A. when the user moved speech application use speech identifying function, speech engine selected module to obtain the speech data that collects by the voice application interface; The voice capture device that this speech data derives from intelligent television collects to get sound source signal;

B. speech engine selects module that speech data is sent to each speech engine module by the speech engine interface; Owing to having adopted unified speech engine interface to encapsulate, each speech engine module can be received same speech data simultaneously;

D. speech engine selects each speech engine module of module records return to the response time of recognition result and compare, select the shortest speech engine module of response time to switch: speech engine selects module to be connected to the shortest speech engine module of response time by the speech engine interface, and disconnection simultaneously is connected with other speech engine module.After this, speech application can be realized speech recognition fast by calling the shortest speech engine module of this response time, and the interactive voice that promotes the user is experienced.

Claims

1. based on the more voice engine switched system of intelligent television platform, it is characterized in that, comprising: speech engine is selected module and at least two speech engine modules; All speech engine modules are encapsulated by unified speech engine interface, and connect speech engine selection module by the speech engine interface; Described speech engine selects module to be connected with speech application by the voice application interface.

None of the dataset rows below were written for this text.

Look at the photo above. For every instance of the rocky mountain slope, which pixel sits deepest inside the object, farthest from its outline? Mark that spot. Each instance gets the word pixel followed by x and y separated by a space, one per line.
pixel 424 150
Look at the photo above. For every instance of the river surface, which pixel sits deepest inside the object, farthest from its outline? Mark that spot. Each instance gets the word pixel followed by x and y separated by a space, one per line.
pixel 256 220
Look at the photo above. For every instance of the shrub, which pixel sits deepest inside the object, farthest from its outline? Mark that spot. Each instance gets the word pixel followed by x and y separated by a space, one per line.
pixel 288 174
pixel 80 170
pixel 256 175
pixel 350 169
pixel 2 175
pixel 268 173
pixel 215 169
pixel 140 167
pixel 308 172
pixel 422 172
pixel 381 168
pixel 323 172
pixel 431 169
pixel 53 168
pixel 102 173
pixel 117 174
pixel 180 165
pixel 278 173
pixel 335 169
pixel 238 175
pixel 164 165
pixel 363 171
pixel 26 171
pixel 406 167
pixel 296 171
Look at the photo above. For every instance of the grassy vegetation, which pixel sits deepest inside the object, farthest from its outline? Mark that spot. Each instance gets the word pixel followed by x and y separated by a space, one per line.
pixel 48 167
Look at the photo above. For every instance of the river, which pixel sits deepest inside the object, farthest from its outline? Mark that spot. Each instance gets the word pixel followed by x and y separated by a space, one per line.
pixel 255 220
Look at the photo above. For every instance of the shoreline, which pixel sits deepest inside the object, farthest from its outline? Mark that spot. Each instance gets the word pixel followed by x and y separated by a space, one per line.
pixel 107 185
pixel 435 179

2. the more voice engine switched system based on the intelligent television platform as claimed in claim 1, it is characterized in that, described speech engine module is used for obtaining from the speech engine interface speech data that speech engine selects module to transmit, and speech data is identified, then select module to return to recognition result to speech engine; Described speech engine selects module to be used for when speech application uses speech identifying function, obtain the speech data that collects by the voice application interface, speech data is sent to each speech engine module by the speech engine interface, and receive the recognition result that all speech engine modules are returned, recording each speech engine module returns to the response time of recognition result and compares, select the shortest speech engine module of response time to switch, make speech application can call the highest speech engine module of recognition efficiency.

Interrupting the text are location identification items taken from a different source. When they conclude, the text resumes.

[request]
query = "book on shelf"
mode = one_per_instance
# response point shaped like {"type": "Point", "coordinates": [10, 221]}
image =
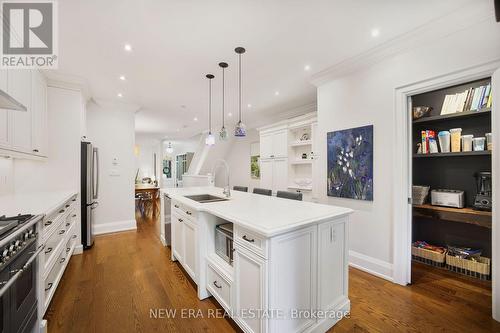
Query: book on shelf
{"type": "Point", "coordinates": [471, 99]}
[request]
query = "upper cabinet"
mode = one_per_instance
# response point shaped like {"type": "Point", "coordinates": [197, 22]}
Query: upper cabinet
{"type": "Point", "coordinates": [24, 133]}
{"type": "Point", "coordinates": [274, 143]}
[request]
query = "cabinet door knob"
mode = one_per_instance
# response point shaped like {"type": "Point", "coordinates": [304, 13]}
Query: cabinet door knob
{"type": "Point", "coordinates": [247, 239]}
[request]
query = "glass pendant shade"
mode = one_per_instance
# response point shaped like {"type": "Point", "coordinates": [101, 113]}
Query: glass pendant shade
{"type": "Point", "coordinates": [240, 130]}
{"type": "Point", "coordinates": [210, 139]}
{"type": "Point", "coordinates": [223, 134]}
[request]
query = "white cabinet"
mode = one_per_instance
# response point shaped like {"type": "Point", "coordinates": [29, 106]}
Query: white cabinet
{"type": "Point", "coordinates": [274, 144]}
{"type": "Point", "coordinates": [332, 259]}
{"type": "Point", "coordinates": [19, 87]}
{"type": "Point", "coordinates": [190, 248]}
{"type": "Point", "coordinates": [24, 132]}
{"type": "Point", "coordinates": [39, 115]}
{"type": "Point", "coordinates": [251, 289]}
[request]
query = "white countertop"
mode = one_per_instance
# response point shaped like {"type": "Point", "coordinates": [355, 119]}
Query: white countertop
{"type": "Point", "coordinates": [268, 216]}
{"type": "Point", "coordinates": [33, 203]}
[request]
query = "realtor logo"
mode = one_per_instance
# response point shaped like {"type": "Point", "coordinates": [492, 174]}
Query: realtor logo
{"type": "Point", "coordinates": [29, 34]}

3. the more voice engine switched system based on the intelligent television platform as claimed in claim 2, it is characterized in that, described selection the shortest speech engine module of response time is switched and referred to: speech engine selects module to be connected to the shortest speech engine module of response time by the speech engine interface, disconnects simultaneously and being connected of other speech engine module.

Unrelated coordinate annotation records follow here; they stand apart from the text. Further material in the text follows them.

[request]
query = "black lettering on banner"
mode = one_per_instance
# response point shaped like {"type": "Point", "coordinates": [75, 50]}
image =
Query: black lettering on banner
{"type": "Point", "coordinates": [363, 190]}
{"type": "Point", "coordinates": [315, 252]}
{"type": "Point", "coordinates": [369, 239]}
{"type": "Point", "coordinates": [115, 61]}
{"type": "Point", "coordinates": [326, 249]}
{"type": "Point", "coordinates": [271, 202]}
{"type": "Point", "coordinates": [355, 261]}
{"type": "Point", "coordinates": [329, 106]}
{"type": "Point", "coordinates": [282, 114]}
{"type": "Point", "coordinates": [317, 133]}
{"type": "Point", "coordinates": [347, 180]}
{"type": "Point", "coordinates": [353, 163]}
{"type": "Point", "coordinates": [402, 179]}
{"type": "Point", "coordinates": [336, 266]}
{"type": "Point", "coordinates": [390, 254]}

4. based on the more voice engine switching method of intelligent television platform, it is characterized in that, comprising:

5. the more voice engine switching method based on the intelligent television platform as claimed in claim 4, it is characterized in that, in steps d, described selection the shortest speech engine module of response time is switched and referred to: speech engine selects module to be connected to the shortest speech engine module of response time by the speech engine interface, disconnects simultaneously and being connected of other speech engine module.